Don’t interrupt the user’s natural behavior. Enhance or extend the natural behavior, but remain compatible with it.

While I worked for Belkin we made a remote-controllable plug-in switch module. You would plug this thing in to the wall and then plug a lamp or something into it, and it allowed you to control the lamp with your phone, turn it on or off, set a timer, etc. It was great, it sold pretty well, it was totally DIY-able, and pretty understandable. But folks who used it were ultimately lukewarm about it – they didn’t love it. It interrupted the natural behavior of turning on and off the lamp. Instead of going to the stem of the lamp you had to either use your phone or push a button on the unit, which was at outlet-level on the wall. If someone turned the lamp off the old-fashioned way you could not use the unit to turn it back on without ALSO turning the lamp on the old way, blunting its usefulness.

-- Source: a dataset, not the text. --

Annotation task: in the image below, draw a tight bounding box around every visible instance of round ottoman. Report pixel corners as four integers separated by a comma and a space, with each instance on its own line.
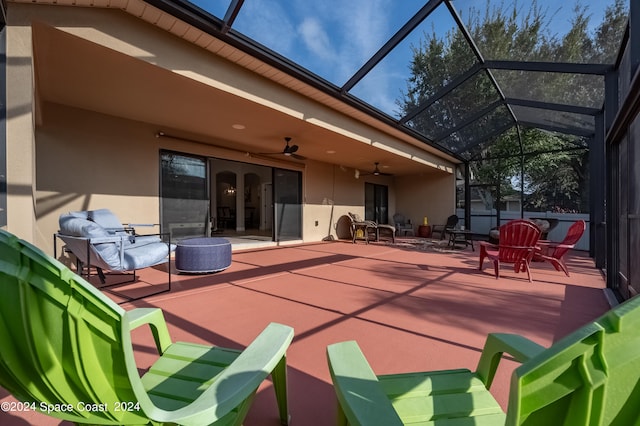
175, 237, 232, 273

A person has thousands of hours of practice turning on and off your lamp in the way it affords. And suddenly they and everyone else in their household needs to stop doing that and do some new, unfamiliar, and potentially awkward thing to just turn the lamp on or off.

Later we sold the same guts in a device that replaced a wall switch. People were much happier with this because there was nothing to get “wrong” – if someone pressed the wall switch to turn the light off, you could still operate it with the phone or as a normal wall switch. It fit naturally into people’s existing behavior and enhanced it.